The diagnosis of HF was adjudicated by a review of the medical records for signs and symptoms of HF, the use of HF medications, and supporting diagnostic studies15.
Other prevalent conditions that were assessed included CHD, diabetes, hypertension, history of cerebrovascular events, ankle-arm index, and electrocardiographically determined LV hypertrophy, ST-T segment abnormalities, and atrial fibrillation. The demographic information, including age, gender, and race, was also evaluated. The electrocardiograms were analyzed as described previously16,17. The echocardiographic assessments included systolic function and valvular function and have been described in the following paragraphs. Fasting serum values were obtained for standard blood chemistry (i.e., creatinine, glucose, and lipid levels) and markers of anemia and inflammation as adjustments. The use of medications, including angiotensin-converting enzyme inhibitors, β-adrenergic blocking agents, digoxin, diuretics, calcium channel blockers, and lipid-lowering medications, was documented, and a composite of any use was included as a covariate in the multivariate models.

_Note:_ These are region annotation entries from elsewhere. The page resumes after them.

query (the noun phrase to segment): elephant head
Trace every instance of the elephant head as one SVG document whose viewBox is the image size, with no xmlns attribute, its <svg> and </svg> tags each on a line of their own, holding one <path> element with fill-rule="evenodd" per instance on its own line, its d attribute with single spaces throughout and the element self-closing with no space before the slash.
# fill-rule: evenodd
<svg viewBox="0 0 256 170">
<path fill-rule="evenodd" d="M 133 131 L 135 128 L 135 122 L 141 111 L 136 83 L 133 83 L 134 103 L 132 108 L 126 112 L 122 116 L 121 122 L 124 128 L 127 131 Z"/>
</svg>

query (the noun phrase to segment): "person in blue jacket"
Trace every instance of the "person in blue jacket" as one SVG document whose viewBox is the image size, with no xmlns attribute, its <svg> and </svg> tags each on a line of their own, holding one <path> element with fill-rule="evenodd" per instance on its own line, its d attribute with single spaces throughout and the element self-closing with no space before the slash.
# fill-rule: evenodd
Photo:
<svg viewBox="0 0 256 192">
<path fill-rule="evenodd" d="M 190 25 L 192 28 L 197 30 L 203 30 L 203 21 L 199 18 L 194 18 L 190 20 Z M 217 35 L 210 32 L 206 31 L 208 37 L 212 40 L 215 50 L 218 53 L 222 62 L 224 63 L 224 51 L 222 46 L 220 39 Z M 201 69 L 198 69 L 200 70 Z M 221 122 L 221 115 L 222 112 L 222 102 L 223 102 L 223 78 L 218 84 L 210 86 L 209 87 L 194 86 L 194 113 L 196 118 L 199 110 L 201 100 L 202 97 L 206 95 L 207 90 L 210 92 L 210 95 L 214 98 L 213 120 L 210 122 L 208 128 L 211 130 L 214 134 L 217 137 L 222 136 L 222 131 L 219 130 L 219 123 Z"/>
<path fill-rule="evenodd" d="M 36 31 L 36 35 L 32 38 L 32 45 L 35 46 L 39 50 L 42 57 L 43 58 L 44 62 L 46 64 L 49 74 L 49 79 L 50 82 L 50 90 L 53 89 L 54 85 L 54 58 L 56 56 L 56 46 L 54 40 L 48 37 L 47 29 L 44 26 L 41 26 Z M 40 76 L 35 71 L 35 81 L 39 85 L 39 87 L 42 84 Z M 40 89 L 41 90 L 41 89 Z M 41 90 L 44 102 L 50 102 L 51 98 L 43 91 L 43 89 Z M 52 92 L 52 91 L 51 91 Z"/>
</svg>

The echocardiographic assessment was done during the 1989 to 1990 clinic visit for the initial cohort and during the 1994 to 1995 clinic visit for the minority cohort; thus, these clinic visits were used as the baseline for the present analysis. The echocardiograms were obtained using a standardized protocol and interpreted at a core laboratory by 2 trained independent readers, who were unaware of the participants' clinical information. Qualitative assessments of the LV systolic function were categorized using previously validated cutoff values6,18 and classified as normal (ejection fraction ≥55%), mildly impaired (ejection fraction 45% to 54%), or moderate to severely impaired (ejection fraction <45%), as described previously. The inter-reader agreement of LV systolic function classification was 94%, and the intrareader agreement was 99% for 150 echocardiograms that were read twice by independent readers19.
In addition to the LV ejection fraction, LV fractional shortening18 was analyzed as a continuous measure of LV contraction and used for the confirmatory analyses.
The protocol for assessment of adverse cardiovascular outcomes during the semiannual reviews and annual examinations has been previously described20. Incident HF was confirmed if there was a physician diagnosis of HF, documentation of HF signs and symptoms, supporting diagnostic data, and medical therapy for HF. Death was confirmed by review of the medical record or death certificate or through review of the Medicare database. The Events Subcommittee adjudicated cardiovascular mortality after reviewing the medical record and death certificate.
The data are presented as the mean ± SD or percentages, as appropriate. Chi-square tests were used for categorical variables and t tests for continuous variables to compare the baseline characteristics in the participants with ALVSD, the reference group with normal LV function, and those with SLVSD. To examine which variables were associated with ALVSD independently of the other covariates (Table 1), multivariate logistic regression analyses were performed with ALVSD status as the dependent measure and the demographic, clinical, and biologic markers as predictors. Furthermore, comparisons among the participants with ALVSD were stratified by the severity of LV dysfunction (moderate to severely impaired ejection fraction [<45%] and mildly impaired ejection fraction [45% to 54%]).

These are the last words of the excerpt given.